[日本] くねくね
くねくね
子供の頃、私は忘れられない経験をした。それは、夏休みにおばあさんの家に行ったときのことだった。おばあさんの家は秋田県の遠く離れた田舎の村にあり、そこはまるで別世界のようだった。風は涼しく、田んぼは緑に広がり、村は静かで平和だった。しかし、その静けさの中に、何か不吉なものが潜んでいた。
ある日、私は兄と一緒におばあさんの家の近くの田んぼに遊びに行った。天気は晴れていて、空気は新鮮だった。外で遊ぶのにぴったりの天気だったが、なぜか二人とも外に出る気がしなかった。それで、私たちは家の中で時間を過ごすことにした。すると、突然、兄が立ち上がり、窓の方に向かっていった。兄が何を見ているのか気になり、私は後を追い、兄と同じ方向を見た。
窓の外、田んぼの真ん中に白い服を着た人が立っていた。その人は人間のように見えたが、遠くから見ただけでは白い形しか見えなかった。その人は少し揺れながら動いていたが、最初はダンスをしているのだと思った。しかし、それはダンスではなかった。その体は正常な方向に動かず、奇妙な角度でひねられ、異常な動き方をしていた。
「見て、あれは何?」私は兄に聞いた。
兄は何も言わず、その人を見つめていた。「わからない」と兄は少し震えた声で答えた。
その瞬間、私は確かに何かがおかしいと感じた。その白い形は、異常で不自然な動きを続けていた。私は再び兄に尋ねた。「あれは何?」兄はますます不安そうな顔をして、「わからない。でも、知らない方がいいかも」と答えた。
数日後、私たちが帰る準備をしているとき、おばあさんが私に言った。「あの田んぼには二度と行かないように」と。私はその時、彼女の言葉の意味を完全には理解できなかったが、後でそれが単なる警告ではないことに気づいた。おばあさんはあそこで起きていたことを知っており、その白い形が何であるかを知っていたのだ。
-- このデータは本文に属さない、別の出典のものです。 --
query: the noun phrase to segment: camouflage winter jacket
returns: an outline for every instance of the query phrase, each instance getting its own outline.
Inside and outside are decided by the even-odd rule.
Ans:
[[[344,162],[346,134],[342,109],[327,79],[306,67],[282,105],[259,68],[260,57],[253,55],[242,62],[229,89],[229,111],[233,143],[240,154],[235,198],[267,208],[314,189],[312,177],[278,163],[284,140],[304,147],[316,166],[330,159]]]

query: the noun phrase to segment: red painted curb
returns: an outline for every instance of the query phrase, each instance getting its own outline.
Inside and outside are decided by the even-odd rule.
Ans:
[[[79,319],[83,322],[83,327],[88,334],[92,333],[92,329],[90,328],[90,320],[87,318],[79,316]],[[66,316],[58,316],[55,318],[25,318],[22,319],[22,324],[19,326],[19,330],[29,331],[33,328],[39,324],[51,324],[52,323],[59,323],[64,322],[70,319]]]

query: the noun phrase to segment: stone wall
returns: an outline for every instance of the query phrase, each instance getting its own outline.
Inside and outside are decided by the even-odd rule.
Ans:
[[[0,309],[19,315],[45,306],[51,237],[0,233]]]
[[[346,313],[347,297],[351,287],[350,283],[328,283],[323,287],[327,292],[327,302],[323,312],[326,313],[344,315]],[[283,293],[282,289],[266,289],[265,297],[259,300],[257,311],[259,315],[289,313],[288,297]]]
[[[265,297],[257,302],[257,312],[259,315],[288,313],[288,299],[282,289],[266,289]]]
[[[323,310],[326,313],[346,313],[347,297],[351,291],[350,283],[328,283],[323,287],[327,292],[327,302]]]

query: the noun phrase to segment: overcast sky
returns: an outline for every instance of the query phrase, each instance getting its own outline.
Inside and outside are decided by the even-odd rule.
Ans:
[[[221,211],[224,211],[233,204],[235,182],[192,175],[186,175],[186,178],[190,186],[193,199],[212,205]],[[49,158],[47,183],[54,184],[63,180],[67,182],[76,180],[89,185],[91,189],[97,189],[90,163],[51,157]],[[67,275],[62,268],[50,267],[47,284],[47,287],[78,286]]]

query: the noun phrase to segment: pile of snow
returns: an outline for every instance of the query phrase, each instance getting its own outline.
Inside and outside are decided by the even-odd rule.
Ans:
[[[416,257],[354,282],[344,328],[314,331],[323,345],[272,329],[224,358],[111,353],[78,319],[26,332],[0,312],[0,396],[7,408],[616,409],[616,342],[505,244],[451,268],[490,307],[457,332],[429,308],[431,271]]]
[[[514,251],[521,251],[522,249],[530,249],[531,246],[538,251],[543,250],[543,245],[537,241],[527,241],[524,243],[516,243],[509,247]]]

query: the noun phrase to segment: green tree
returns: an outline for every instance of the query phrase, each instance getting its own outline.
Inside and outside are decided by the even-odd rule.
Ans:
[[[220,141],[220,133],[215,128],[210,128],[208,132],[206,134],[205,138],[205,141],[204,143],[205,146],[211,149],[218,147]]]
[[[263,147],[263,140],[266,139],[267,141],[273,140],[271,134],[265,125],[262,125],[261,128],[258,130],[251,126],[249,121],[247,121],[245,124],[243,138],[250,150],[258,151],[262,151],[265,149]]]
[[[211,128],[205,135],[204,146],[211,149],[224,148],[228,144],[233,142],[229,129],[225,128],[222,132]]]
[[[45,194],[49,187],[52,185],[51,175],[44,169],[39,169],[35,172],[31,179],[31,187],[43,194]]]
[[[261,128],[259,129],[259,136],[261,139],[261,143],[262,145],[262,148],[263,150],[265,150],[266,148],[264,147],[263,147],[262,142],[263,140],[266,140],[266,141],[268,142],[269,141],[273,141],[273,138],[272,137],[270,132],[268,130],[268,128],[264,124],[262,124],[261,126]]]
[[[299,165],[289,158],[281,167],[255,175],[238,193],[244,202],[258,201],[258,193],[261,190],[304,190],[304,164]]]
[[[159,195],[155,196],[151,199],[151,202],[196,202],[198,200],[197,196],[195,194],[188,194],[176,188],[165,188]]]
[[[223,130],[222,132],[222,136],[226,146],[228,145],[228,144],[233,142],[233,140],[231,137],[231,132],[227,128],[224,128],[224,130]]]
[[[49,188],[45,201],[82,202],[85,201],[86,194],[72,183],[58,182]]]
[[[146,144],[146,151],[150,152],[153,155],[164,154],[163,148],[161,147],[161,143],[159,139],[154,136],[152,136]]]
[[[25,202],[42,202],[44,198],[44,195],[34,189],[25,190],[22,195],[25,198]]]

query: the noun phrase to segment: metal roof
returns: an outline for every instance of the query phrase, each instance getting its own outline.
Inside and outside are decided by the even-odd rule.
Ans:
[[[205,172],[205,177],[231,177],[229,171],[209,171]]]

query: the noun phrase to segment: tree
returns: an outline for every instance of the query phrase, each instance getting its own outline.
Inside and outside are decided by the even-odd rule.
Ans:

「それを見た人は二度と戻ってこない」と、おばあさんは静かに言った。
時が過ぎ、私はその日のことを忘れようとした。しかし、思い出すたびに、私は身震いがした。あの白い形は一体何だったのか?なぜあんな姿をしていたのか?そして、おばあさんが言った意味は今でも私を悩ませている。
数年後、私はまた別の奇妙な出来事を経験した。それは、友人のK君と一緒に参加した夏のキャンプでのことだった。キャンプ初日、私たちは海で泳ぐ予定だったが、台風が近づいていたため、泳げず、部屋で時間を過ごすことになった。私たちは退屈して、部屋の中で過ごしていた。私は窓の外の海を見ていた。海岸は強風に吹かれ、灰色の波が岸に打ち寄せていた。その時、私は海の近くで何かが動いているのに気づいた。
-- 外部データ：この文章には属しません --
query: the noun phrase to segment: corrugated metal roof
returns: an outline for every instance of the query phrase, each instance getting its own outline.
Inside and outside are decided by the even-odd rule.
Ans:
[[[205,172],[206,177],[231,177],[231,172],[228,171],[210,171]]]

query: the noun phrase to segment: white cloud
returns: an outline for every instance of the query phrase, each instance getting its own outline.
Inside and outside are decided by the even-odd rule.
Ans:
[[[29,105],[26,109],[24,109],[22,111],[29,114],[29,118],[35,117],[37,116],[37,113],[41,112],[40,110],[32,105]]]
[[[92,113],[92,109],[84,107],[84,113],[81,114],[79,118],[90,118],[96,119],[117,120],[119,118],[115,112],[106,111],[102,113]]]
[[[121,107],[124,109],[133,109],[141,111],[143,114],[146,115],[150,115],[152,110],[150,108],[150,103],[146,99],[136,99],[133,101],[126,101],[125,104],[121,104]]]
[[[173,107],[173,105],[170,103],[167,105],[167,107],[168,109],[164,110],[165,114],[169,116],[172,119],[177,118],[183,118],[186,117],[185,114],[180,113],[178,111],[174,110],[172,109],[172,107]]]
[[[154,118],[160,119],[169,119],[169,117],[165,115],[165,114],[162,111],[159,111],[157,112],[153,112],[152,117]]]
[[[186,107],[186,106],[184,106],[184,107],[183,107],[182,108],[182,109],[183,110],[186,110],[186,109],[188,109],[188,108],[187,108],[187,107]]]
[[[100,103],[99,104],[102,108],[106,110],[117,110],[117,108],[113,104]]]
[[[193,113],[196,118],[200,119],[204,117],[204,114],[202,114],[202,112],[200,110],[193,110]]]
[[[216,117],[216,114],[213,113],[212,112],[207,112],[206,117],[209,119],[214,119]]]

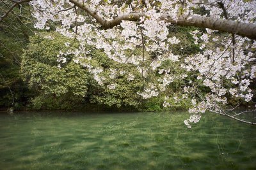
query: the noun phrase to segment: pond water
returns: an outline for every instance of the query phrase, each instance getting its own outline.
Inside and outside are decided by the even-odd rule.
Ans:
[[[188,116],[1,113],[0,169],[255,169],[255,126]]]

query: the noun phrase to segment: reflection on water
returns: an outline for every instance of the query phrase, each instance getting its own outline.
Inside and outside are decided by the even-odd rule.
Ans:
[[[205,114],[0,115],[0,169],[253,169],[256,127]]]

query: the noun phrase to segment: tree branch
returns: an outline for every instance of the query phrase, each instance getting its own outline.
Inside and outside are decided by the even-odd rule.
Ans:
[[[99,23],[104,29],[108,29],[120,24],[123,20],[139,21],[141,17],[145,16],[143,13],[133,13],[118,17],[115,19],[107,21],[99,16],[96,11],[92,11],[84,4],[76,0],[70,0],[70,2],[77,7],[84,10],[93,17],[97,22]],[[252,39],[256,39],[256,24],[236,22],[231,20],[220,19],[214,17],[179,15],[177,20],[172,19],[170,15],[163,14],[160,19],[166,22],[170,22],[182,26],[194,26],[201,28],[209,28],[231,34],[236,34],[241,36],[248,37]]]

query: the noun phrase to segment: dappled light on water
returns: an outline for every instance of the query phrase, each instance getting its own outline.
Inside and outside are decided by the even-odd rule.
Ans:
[[[1,169],[246,169],[256,127],[211,113],[0,115]]]

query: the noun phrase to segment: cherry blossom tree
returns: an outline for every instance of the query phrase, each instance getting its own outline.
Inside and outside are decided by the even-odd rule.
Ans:
[[[166,95],[163,103],[168,107],[170,100],[190,99],[191,115],[184,121],[188,127],[206,110],[256,124],[240,118],[243,112],[232,111],[236,107],[227,106],[228,97],[249,102],[253,96],[248,86],[256,76],[255,1],[37,0],[29,4],[36,28],[48,30],[56,24],[54,31],[79,42],[77,49],[60,52],[60,60],[74,55],[74,62],[88,69],[99,85],[115,89],[116,85],[105,84],[102,68],[93,67],[87,57],[86,45],[101,49],[115,61],[134,65],[142,78],[124,74],[130,81],[144,80],[143,90],[138,92],[143,99],[168,94],[167,87],[173,81],[191,77],[180,86],[182,92]],[[183,55],[186,47],[180,46],[180,52],[174,53],[173,47],[182,39],[172,36],[172,25],[197,27],[189,34],[200,50]],[[166,61],[179,63],[183,71],[173,74],[163,67]],[[150,73],[157,73],[157,81],[150,81]],[[207,92],[198,90],[201,86]]]

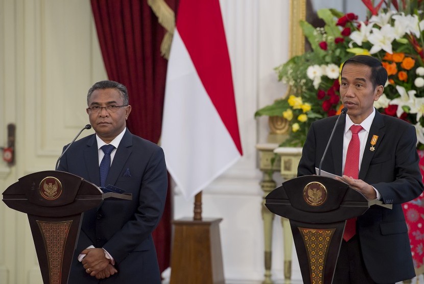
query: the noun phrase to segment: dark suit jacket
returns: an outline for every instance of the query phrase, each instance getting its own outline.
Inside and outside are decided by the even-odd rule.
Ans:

「あれ、何だろう?」私は無意識に言った。K君もそれを見ていた。海岸には誰もいなかったが、白い形が海辺を歩いていた。最初はそれがただの案山子か何かだと思ったが、風が強い中、その形は動き続けていた。
「あれ、本当に変だよ」とK君は不安そうな顔をして言った。
私たちはそれを無視できなくなった。K君は急いで双眼鏡を取ってきた。私は先に見るように言ったが、彼が双眼鏡を覗いた瞬間、顔が真っ青になった。「あれは…絶対見てはいけない」とK君は言い、無言で双眼鏡を落とした。その瞬間、私は恐怖に襲われた。「何が見えたんだ?」と私は尋ねたが、彼は何も答えなかった。K君はそのまま部屋に駆け込んでいった私は自分でも見に行く勇気がなかった。
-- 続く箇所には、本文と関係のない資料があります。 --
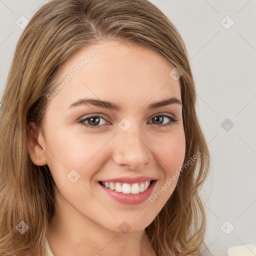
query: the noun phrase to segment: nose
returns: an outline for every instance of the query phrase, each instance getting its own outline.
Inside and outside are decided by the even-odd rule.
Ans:
[[[151,151],[145,134],[139,129],[122,130],[114,138],[113,160],[117,164],[132,170],[143,169],[149,164]]]

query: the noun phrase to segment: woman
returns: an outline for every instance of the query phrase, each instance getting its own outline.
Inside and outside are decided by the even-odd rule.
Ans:
[[[188,53],[146,0],[53,0],[1,106],[1,255],[209,255]],[[12,145],[12,146],[10,146]]]

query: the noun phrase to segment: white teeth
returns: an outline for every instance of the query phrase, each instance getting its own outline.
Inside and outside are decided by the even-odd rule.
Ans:
[[[122,192],[124,194],[130,194],[130,186],[127,183],[124,183],[122,186]]]
[[[140,187],[138,186],[138,183],[132,184],[130,190],[130,194],[138,194],[138,193],[140,193]]]
[[[150,185],[150,182],[147,180],[140,184],[138,183],[128,184],[128,183],[112,182],[102,182],[103,186],[111,190],[115,190],[116,192],[122,192],[124,194],[138,194],[146,191]]]
[[[116,186],[114,187],[114,190],[116,192],[122,192],[122,186],[120,184],[120,183],[118,182],[116,184]]]

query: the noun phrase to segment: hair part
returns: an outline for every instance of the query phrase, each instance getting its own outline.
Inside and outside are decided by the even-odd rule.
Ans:
[[[198,194],[210,156],[196,111],[196,89],[184,43],[166,16],[146,0],[53,0],[32,17],[17,44],[1,106],[0,254],[42,256],[55,208],[55,182],[47,165],[28,152],[28,124],[42,128],[58,70],[82,48],[113,38],[158,52],[182,74],[180,78],[186,136],[184,163],[176,186],[146,228],[159,256],[199,256],[206,220]],[[29,226],[22,236],[16,226]]]

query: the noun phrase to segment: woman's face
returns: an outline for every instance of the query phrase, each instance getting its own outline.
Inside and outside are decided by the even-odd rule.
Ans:
[[[63,218],[135,232],[153,221],[178,180],[172,178],[185,156],[182,106],[156,102],[181,102],[180,82],[152,50],[102,43],[80,50],[59,70],[38,138],[39,165],[50,170]]]

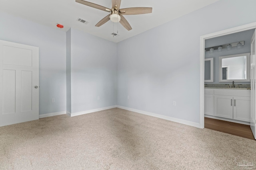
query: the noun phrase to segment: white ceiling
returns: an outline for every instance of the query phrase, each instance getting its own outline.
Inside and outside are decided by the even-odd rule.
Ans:
[[[130,31],[120,23],[108,21],[100,27],[94,25],[107,12],[76,2],[75,0],[0,0],[0,10],[34,22],[66,31],[74,28],[104,39],[118,42],[186,15],[219,0],[122,0],[120,8],[152,7],[152,14],[124,16],[132,27]],[[111,0],[88,0],[111,8]],[[79,23],[80,18],[87,25]],[[60,29],[57,23],[64,25]],[[114,32],[113,32],[114,27]],[[117,33],[118,37],[111,33]]]

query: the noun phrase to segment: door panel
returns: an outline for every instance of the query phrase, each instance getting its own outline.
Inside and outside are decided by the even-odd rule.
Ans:
[[[214,116],[233,119],[233,97],[214,96]]]
[[[39,49],[0,40],[0,126],[39,118]]]
[[[213,116],[213,96],[204,95],[204,114]]]
[[[32,110],[32,72],[21,71],[22,112]]]
[[[15,113],[16,73],[15,70],[3,70],[2,113],[4,114]]]
[[[234,97],[233,98],[233,119],[250,122],[250,98]]]

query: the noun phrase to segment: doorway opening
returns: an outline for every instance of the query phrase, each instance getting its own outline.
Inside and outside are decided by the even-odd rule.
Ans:
[[[211,34],[204,35],[200,37],[200,127],[202,128],[204,128],[204,59],[205,57],[205,48],[206,47],[206,47],[205,42],[206,40],[209,40],[214,38],[219,37],[220,37],[224,36],[226,35],[229,35],[235,33],[239,33],[242,31],[245,31],[249,30],[250,29],[254,29],[256,28],[256,22],[251,23],[248,24],[246,24],[240,26],[236,27],[234,28],[228,29],[212,33]],[[242,40],[239,40],[242,41]],[[230,42],[230,43],[233,43],[233,42]],[[247,42],[247,43],[250,43]],[[223,44],[225,43],[224,43]],[[221,45],[221,44],[216,44],[216,46],[218,45]],[[218,60],[216,60],[214,63],[218,63]],[[217,67],[214,67],[214,69],[216,69],[216,68]],[[217,69],[218,70],[218,69]],[[228,74],[227,73],[227,74]],[[218,74],[217,74],[218,75]],[[228,74],[227,76],[228,76]],[[215,75],[215,77],[216,77]],[[216,78],[215,78],[216,79]],[[217,80],[215,80],[214,81],[217,81],[218,82],[218,78]],[[224,82],[222,82],[222,84],[224,84]],[[249,82],[248,83],[250,83]],[[240,83],[238,83],[240,84]],[[234,122],[236,122],[235,121]],[[239,122],[238,122],[239,123]],[[248,125],[250,125],[250,122],[248,123]]]

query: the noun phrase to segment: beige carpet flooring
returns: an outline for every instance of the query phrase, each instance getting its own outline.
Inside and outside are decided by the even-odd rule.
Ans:
[[[256,169],[255,141],[118,108],[0,127],[1,170],[245,167]]]

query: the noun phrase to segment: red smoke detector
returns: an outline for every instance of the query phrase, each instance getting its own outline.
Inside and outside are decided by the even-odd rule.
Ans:
[[[64,27],[63,25],[61,24],[60,24],[59,23],[57,23],[56,26],[57,26],[57,27],[60,28],[63,28],[63,27]]]

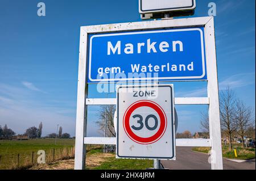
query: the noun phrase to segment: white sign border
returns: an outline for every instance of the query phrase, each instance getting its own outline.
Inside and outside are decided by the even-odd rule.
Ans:
[[[171,87],[171,100],[172,101],[172,103],[171,104],[171,110],[172,110],[172,119],[171,119],[171,124],[172,124],[172,151],[173,151],[173,155],[171,157],[129,157],[129,156],[120,156],[118,155],[118,132],[119,132],[119,90],[121,88],[129,88],[129,87],[138,87],[138,88],[141,88],[141,87]],[[135,159],[159,159],[161,160],[175,160],[176,159],[176,141],[175,141],[176,138],[175,136],[175,114],[174,111],[174,85],[173,84],[164,84],[164,85],[118,85],[117,87],[117,147],[116,147],[116,153],[117,158],[135,158]]]
[[[182,79],[191,79],[191,81],[195,81],[196,79],[200,79],[203,78],[205,75],[205,43],[204,42],[204,35],[203,31],[200,28],[188,28],[188,29],[177,29],[177,30],[158,30],[158,31],[151,31],[149,32],[145,31],[150,30],[143,30],[143,32],[126,32],[126,33],[112,33],[112,34],[103,34],[103,35],[96,35],[92,36],[90,39],[90,45],[89,45],[89,79],[92,82],[115,82],[115,81],[121,81],[121,82],[130,82],[134,81],[154,81],[154,80],[159,80],[160,82],[163,82],[163,80],[171,80],[177,81],[182,81]],[[201,37],[201,49],[202,52],[202,69],[203,69],[203,74],[200,76],[191,76],[191,77],[151,77],[151,78],[118,78],[118,79],[92,79],[91,77],[91,66],[92,66],[92,40],[96,37],[104,37],[104,36],[121,36],[126,35],[138,35],[138,34],[150,34],[154,33],[156,32],[179,32],[179,31],[199,31],[200,32]],[[178,79],[178,80],[177,80]],[[207,78],[203,80],[199,81],[205,81]]]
数日後、キャンプが終わり、親戚との集まりがあったとき、私はK君にあの日のことを聞いた。しかし彼はもうその話をしようとはせず、顔には不快そうな表情が浮かんでいた。そして私は悟った。彼が見たものは、私の想像を超える何かだったのだ。
それ以来、私は「それ」のことを考えないようにしてきた。しかし、あの日のことを思い出すたびに、その形が頭に浮かび、私は不安に駆られる。私は今でも疑問に思う――あの形は生きている人間だったのか、それとも何か別のものだったのか?